Van Gogh’un dikkati nihayet yeni bir aşkla dağıldı, ama bu da o kadar uygunsuzdu. (“Sien” diye bilinen) Clasina Maria Hoornik küçük bir kızı olan, hamile, alkolik bir fahişeydi. Van Gogh talihsiz kadını “kurtarıp” evine almaya kararlıydı. Ailesi bu ilişkiden iğreniyordu, özellikle de Sien, bebek doğduktan sonra eski mesleğine döndüğü için. Van Gogh onu nihayet ‘te bıraktı.
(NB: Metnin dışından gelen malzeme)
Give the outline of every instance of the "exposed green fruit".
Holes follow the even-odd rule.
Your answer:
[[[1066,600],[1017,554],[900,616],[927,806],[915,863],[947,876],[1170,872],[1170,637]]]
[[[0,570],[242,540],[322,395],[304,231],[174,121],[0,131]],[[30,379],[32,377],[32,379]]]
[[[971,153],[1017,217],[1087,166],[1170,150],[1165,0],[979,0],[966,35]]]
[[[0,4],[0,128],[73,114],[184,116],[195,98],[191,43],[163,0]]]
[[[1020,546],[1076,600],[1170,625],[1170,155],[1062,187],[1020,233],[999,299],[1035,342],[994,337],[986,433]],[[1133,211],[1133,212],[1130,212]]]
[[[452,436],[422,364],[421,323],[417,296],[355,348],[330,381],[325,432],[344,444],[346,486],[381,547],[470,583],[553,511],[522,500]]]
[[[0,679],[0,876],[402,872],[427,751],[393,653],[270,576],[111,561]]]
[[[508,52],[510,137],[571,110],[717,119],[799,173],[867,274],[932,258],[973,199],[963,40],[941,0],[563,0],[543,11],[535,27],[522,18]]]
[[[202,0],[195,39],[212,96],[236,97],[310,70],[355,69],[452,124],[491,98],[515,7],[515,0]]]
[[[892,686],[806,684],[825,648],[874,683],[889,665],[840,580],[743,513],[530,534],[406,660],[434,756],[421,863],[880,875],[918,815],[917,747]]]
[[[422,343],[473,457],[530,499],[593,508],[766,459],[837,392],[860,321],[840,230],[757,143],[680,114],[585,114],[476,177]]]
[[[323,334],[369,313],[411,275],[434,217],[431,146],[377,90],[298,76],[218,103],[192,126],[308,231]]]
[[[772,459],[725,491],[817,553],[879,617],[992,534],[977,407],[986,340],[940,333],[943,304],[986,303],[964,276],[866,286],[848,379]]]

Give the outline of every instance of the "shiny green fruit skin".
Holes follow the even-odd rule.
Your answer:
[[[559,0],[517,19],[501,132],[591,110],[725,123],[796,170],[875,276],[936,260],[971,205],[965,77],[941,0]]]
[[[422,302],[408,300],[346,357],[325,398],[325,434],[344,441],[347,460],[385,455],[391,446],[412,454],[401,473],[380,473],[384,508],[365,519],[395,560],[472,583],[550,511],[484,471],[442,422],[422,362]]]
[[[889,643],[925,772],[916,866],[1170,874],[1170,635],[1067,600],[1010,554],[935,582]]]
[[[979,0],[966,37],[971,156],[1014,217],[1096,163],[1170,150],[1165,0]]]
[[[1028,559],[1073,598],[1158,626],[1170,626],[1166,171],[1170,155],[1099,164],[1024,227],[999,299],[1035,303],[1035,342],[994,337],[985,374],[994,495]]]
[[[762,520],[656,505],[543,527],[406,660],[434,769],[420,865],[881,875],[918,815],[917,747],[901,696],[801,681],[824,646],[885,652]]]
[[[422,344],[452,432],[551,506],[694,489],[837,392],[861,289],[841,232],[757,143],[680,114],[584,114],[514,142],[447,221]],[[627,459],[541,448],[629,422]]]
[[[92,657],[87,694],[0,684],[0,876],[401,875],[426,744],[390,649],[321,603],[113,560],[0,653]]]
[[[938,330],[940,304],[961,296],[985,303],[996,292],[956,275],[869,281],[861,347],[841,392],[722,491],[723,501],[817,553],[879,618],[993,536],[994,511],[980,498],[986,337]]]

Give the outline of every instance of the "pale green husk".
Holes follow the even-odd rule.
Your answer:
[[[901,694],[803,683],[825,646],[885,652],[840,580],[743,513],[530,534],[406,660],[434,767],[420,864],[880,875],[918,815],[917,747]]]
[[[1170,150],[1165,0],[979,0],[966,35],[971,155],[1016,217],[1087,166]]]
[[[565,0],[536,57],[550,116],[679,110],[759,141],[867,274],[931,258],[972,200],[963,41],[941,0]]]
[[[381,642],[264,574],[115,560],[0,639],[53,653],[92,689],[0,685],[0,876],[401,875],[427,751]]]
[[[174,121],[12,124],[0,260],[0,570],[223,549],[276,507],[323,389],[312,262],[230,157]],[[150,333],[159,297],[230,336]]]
Bundan böyle Van Gogh’un kadınlarla ilişkileri tamamen, şey, profesyonelce oldu. Theo’ya Arles’den yazarak yerel genelevi on beş günde bir ziyaret etmeyi alışkanlık haline getirdiğini söyledi. Kesinlikle sağlığı için.
2. FRİDA KAHLO
6 TEMMUZ 1907 – 16 TEMMUZ 1954
BURCU: YENGEÇ
MİLLİYETİ: MEKSİKALI
EN ÖNEMLİ ESERİ: DİKENDEN KOLYE VE SİNEK KUŞLU KENDİ PORTRSİ (1940)
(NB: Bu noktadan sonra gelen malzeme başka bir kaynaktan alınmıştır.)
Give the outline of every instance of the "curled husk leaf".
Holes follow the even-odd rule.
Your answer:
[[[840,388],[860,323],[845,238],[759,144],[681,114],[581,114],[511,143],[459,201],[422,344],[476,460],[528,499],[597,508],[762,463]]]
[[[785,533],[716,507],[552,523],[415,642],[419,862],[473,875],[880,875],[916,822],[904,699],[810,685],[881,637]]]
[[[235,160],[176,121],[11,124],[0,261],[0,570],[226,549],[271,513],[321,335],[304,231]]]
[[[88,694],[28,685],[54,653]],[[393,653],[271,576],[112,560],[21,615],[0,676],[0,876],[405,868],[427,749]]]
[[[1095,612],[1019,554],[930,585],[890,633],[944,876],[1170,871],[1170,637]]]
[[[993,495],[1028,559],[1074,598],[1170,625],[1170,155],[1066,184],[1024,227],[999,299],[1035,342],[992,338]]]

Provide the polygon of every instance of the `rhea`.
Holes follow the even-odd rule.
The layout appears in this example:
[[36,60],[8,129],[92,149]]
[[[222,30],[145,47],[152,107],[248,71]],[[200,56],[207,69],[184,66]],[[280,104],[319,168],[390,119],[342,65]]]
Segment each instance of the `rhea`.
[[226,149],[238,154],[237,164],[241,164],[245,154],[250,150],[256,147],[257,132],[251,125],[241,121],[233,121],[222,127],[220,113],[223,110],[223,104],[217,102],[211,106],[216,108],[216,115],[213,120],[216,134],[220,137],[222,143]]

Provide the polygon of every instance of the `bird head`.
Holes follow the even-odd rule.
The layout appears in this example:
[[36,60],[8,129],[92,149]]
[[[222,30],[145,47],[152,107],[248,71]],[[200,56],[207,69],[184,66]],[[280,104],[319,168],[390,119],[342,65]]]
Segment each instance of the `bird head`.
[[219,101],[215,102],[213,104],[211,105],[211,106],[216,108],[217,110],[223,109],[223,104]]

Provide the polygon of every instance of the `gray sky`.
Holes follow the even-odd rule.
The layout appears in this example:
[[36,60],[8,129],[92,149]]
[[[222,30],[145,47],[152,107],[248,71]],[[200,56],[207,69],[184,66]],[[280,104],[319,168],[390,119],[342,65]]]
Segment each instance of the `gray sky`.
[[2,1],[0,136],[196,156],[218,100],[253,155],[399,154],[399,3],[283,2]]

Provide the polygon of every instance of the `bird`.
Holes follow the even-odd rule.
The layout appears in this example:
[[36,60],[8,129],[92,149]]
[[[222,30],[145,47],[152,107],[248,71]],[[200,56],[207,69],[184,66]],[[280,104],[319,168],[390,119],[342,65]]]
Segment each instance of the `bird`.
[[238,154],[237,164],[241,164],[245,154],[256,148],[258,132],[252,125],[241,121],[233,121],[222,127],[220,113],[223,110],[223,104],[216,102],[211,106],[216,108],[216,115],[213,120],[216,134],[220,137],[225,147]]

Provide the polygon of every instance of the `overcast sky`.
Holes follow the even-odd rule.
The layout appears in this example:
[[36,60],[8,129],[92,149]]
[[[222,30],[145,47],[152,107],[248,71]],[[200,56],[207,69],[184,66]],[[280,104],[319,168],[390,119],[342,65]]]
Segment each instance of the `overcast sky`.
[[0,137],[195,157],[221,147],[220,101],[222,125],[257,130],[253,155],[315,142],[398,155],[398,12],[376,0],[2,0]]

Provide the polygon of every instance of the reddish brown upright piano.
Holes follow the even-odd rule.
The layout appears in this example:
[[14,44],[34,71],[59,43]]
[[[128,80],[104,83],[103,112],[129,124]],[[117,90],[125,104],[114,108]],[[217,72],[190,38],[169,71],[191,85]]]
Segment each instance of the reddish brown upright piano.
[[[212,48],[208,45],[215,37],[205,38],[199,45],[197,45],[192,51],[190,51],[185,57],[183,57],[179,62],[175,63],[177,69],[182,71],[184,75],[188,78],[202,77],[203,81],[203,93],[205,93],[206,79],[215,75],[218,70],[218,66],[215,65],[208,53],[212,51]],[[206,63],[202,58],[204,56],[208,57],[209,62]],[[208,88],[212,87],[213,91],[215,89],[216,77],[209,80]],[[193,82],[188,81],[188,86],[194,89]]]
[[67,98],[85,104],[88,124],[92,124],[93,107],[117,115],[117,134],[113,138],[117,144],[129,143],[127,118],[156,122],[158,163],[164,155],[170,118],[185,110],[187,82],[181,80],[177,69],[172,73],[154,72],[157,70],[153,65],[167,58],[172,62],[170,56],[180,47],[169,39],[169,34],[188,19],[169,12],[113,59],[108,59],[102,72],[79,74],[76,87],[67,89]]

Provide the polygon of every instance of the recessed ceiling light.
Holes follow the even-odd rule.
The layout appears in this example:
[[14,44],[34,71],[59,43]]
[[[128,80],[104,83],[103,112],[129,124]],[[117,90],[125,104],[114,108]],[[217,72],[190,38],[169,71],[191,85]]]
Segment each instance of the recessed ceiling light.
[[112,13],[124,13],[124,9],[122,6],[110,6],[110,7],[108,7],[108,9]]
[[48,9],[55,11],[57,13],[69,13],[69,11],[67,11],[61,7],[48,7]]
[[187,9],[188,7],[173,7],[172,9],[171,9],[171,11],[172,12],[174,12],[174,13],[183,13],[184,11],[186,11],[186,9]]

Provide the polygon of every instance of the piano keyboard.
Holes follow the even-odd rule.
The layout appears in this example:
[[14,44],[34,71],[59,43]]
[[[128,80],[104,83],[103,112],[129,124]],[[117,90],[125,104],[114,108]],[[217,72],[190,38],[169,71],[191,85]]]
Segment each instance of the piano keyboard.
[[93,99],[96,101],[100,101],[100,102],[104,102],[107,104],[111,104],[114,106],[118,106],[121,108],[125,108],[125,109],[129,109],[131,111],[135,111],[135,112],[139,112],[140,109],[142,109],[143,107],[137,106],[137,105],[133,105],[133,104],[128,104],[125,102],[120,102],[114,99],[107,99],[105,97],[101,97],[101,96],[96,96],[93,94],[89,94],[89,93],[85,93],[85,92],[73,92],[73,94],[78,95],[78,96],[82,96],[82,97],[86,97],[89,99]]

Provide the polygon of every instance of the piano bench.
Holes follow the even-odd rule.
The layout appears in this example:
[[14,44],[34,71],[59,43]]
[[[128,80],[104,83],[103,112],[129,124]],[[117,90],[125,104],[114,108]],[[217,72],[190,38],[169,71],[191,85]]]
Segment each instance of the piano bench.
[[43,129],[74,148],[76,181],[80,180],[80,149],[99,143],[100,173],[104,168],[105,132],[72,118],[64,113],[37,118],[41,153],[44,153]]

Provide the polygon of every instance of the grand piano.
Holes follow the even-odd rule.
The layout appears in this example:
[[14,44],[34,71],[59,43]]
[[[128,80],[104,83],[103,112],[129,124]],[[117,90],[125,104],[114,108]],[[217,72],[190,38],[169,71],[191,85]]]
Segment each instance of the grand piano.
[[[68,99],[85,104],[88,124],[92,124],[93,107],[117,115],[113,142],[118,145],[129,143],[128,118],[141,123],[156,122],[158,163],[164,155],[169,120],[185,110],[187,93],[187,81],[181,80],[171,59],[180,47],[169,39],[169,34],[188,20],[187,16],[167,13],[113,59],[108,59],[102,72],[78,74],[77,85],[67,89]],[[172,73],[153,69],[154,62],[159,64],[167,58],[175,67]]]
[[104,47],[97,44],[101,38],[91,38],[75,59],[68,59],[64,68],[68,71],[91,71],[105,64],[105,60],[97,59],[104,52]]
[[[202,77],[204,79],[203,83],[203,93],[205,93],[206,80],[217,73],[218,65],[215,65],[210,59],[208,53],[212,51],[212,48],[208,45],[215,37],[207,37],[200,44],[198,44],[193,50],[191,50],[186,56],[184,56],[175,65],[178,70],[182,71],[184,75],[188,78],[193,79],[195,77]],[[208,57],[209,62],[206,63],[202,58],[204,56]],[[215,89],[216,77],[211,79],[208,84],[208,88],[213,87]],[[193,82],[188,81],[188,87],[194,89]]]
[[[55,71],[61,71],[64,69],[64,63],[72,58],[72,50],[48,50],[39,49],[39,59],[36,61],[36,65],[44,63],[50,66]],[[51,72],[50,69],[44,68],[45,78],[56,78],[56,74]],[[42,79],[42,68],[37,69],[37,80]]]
TEKNİĞİ: TUVAL ÜZERİNE YAĞLI BOYA
TARZI: SÜRREALİST
Kahlo, Rivera ile ilk karşılaştığında ressam harıl harıl, onun okulundaki bir duvar resminde çalışıyordu. Çekici ve koskocaman ressamdan büyülenen kız, konferans salonuna gizlice girdi ve onun çalışmasını gözleyerek saatler geçirdi. Okul arkadaşları onun bu orta yaşlı, çok kilolu ressama saplanıp kalmasına şaşırmıştı. Kahlo bir gün hayatının emelinin Rivera’dan bir çocuk sahibi olmak olduğunu ilan edince, bir arkadaşı, adamın “koca göbekli, pis, korkunç görünüşlü” bir ihtiyar olduğunu söyledi. Kahlo sükunetle yanıt verdi: “Diego öyle kibar, öyle müşfik, öyle bilge, öyle tatlı ki. Ben onu yıkarım ve temizlerim.”
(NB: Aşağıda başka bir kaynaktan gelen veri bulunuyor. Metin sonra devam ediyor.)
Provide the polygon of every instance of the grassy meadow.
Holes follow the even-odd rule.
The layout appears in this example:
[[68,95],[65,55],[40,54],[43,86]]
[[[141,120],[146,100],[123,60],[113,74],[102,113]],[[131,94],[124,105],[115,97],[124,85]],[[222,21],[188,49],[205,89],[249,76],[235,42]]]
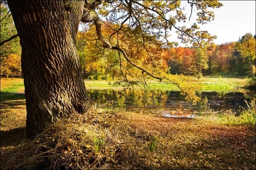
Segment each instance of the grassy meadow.
[[[255,100],[238,117],[210,110],[194,119],[92,107],[28,139],[23,79],[1,81],[1,169],[256,168]],[[87,89],[113,88],[103,81],[85,83]],[[190,83],[205,90],[229,89],[243,87],[246,79],[203,78]]]

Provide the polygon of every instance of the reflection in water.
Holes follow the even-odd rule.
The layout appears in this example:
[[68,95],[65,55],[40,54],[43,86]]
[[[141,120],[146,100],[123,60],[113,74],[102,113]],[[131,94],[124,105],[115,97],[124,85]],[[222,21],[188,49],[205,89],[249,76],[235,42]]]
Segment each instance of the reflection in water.
[[[166,110],[173,114],[197,114],[203,113],[211,109],[217,113],[231,111],[239,113],[241,107],[247,108],[245,102],[251,101],[255,98],[255,92],[240,91],[203,91],[198,95],[201,100],[196,105],[186,101],[179,91],[158,90],[154,92],[143,90],[113,89],[89,90],[89,96],[93,103],[105,108],[123,108],[126,110],[140,109],[140,112],[155,112]],[[254,95],[253,95],[254,94]]]

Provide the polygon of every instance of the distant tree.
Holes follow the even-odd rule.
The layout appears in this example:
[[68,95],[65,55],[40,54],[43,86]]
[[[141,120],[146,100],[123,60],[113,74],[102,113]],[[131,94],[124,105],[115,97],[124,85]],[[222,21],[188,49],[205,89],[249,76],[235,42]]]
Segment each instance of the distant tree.
[[199,78],[203,72],[208,68],[208,56],[206,54],[205,50],[201,48],[197,48],[195,53],[196,59],[196,68],[195,72]]
[[[21,76],[21,66],[20,55],[21,47],[19,38],[8,40],[17,35],[12,15],[7,6],[3,2],[1,3],[1,36],[0,62],[1,75]],[[18,36],[16,36],[18,37]]]
[[235,48],[238,56],[241,57],[245,63],[244,67],[247,67],[249,75],[254,78],[255,73],[255,39],[251,33],[247,33],[239,39]]
[[[93,22],[97,37],[105,47],[117,50],[122,57],[141,74],[147,74],[159,80],[163,76],[156,71],[150,73],[137,65],[118,42],[111,45],[111,38],[127,36],[129,29],[138,29],[142,41],[140,46],[146,50],[152,44],[145,43],[147,35],[165,40],[169,31],[175,29],[182,42],[194,46],[206,45],[215,38],[206,31],[198,30],[194,23],[190,28],[177,26],[186,22],[180,1],[29,1],[7,0],[22,48],[21,63],[24,77],[27,106],[27,134],[35,135],[49,123],[58,122],[73,113],[83,113],[91,106],[83,80],[76,48],[76,36],[80,21]],[[188,1],[197,8],[199,24],[214,18],[209,8],[219,7],[217,1]],[[105,18],[107,26],[114,32],[105,39],[100,31],[98,14]],[[171,13],[172,15],[170,16]],[[117,29],[111,23],[118,24]],[[126,28],[123,26],[127,23]],[[119,32],[124,33],[122,35]],[[150,37],[149,37],[150,38]],[[103,42],[103,44],[102,44]],[[121,48],[119,48],[121,47]],[[149,54],[149,55],[151,55]],[[154,62],[153,59],[151,61]],[[154,68],[156,69],[156,68]],[[165,76],[165,75],[164,75]],[[187,85],[175,78],[167,78],[192,100],[195,92],[186,91]]]

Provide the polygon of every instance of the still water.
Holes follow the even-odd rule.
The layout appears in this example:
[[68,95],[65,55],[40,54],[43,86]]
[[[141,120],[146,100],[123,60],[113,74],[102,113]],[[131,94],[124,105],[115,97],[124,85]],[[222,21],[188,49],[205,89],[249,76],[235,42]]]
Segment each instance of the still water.
[[202,91],[197,94],[201,101],[193,105],[178,91],[94,89],[87,92],[93,103],[101,108],[171,114],[200,115],[210,111],[216,113],[232,112],[239,115],[241,110],[247,108],[245,101],[250,103],[255,98],[255,91],[244,89]]

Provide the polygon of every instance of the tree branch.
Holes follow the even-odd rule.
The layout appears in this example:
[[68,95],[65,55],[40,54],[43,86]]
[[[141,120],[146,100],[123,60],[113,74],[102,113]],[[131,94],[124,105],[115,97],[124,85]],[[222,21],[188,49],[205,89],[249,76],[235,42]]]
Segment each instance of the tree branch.
[[14,39],[15,38],[16,38],[17,37],[19,37],[19,35],[18,33],[17,35],[12,36],[12,37],[11,37],[11,38],[3,40],[3,41],[2,41],[0,43],[0,46],[2,46],[2,45],[3,45],[4,44],[6,43],[7,42],[9,42],[9,41],[10,41],[12,40],[13,39]]

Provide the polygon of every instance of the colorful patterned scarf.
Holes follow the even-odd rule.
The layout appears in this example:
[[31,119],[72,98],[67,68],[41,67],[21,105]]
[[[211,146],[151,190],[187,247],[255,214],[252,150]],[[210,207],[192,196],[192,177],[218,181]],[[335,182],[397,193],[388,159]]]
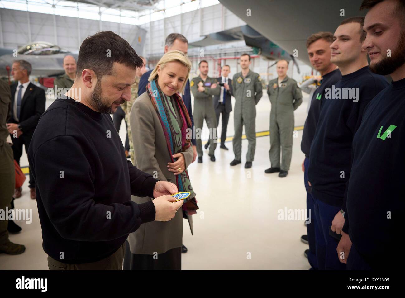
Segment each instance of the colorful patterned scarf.
[[[152,104],[158,113],[162,127],[166,138],[167,148],[172,162],[177,159],[173,157],[173,154],[185,151],[191,145],[191,140],[186,137],[187,129],[191,128],[191,120],[183,99],[178,94],[176,93],[169,97],[164,94],[157,83],[156,80],[149,82],[146,87],[146,91],[151,99]],[[177,104],[173,106],[172,100]],[[177,119],[176,109],[179,111],[182,119]],[[183,123],[182,126],[180,125]],[[196,194],[193,190],[187,169],[181,174],[175,175],[176,185],[179,192],[190,192],[190,196],[185,200],[183,210],[187,215],[191,215],[197,212],[198,209],[196,200]]]

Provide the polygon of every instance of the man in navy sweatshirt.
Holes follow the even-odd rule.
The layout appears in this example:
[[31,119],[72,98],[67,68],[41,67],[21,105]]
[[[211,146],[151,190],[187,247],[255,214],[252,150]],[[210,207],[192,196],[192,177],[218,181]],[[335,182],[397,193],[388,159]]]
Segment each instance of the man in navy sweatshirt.
[[[303,162],[304,171],[304,182],[307,190],[307,210],[313,209],[313,199],[311,194],[310,187],[308,185],[308,166],[309,163],[309,149],[315,134],[316,124],[319,118],[325,89],[330,87],[342,78],[340,71],[337,66],[330,62],[331,51],[330,47],[333,41],[333,34],[330,32],[318,32],[313,34],[307,40],[307,50],[311,62],[314,68],[320,72],[322,79],[321,85],[314,92],[311,99],[309,111],[305,120],[301,142],[301,150],[305,154],[305,160]],[[307,223],[307,235],[303,235],[301,240],[306,240],[309,245],[309,249],[304,252],[308,258],[311,267],[317,269],[315,245],[315,226],[317,226],[316,219],[312,217]],[[316,228],[318,229],[318,227]]]
[[360,9],[370,9],[363,45],[370,68],[392,81],[368,105],[353,139],[348,218],[337,250],[349,269],[401,269],[405,260],[400,243],[405,218],[405,2],[367,0]]
[[[73,85],[39,120],[28,158],[49,269],[120,270],[129,233],[170,220],[182,205],[168,195],[175,185],[127,160],[109,115],[130,99],[142,64],[111,31],[87,37]],[[137,204],[131,194],[156,198]]]
[[367,51],[362,48],[364,18],[342,22],[330,45],[331,62],[339,66],[341,79],[325,90],[319,119],[309,152],[308,177],[318,228],[315,241],[320,269],[343,269],[336,255],[345,221],[346,183],[350,174],[353,136],[366,106],[388,83],[370,70]]

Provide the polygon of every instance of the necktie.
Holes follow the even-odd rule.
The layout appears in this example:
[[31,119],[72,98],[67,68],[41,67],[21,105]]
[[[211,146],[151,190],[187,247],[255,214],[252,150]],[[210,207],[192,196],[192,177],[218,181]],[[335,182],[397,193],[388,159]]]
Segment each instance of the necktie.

Tam da böyle yaptı. Rivera’nın yıkanmak için çoğu kez teşvike ihtiyacı olurdu. Kahlo da bunu bir tören haline getirerek yüz otuz altı kiloluk eşinin sırtını, çocuk oyuncaklarıyla doldurulmuş bir küvette sabunlardı.
3. SALVADOR DALİ
11 MAYIS 1904 – 23 OCAK 1989
BURCU: BOĞA
MİLLİYETİ: İSPANYOL
EN ÖNEMLİ ESERİ: BELLEĞİN AZMİ (1931)
TEKNİĞİ: TUVAL ÜZERİNE YAĞLI BOYA
TARZI: SÜRREALİST
Bir seferinde Londra’da “Paranoya, Raffaello Öncesi, Harpo Marx ve Hayaletler” konulu bir konferansa Dali her zamanki gibi muhteşem bir giriş yapmıştı. İki beyaz kurt köpeğinin tasmasını bir elinde tutuyordu, bir elinde de bir bilardo sopası vardı. Eskimiş dalgıç elbisesi giymiş, üzerinde de radyatör başlığına benzer bir kask vardı.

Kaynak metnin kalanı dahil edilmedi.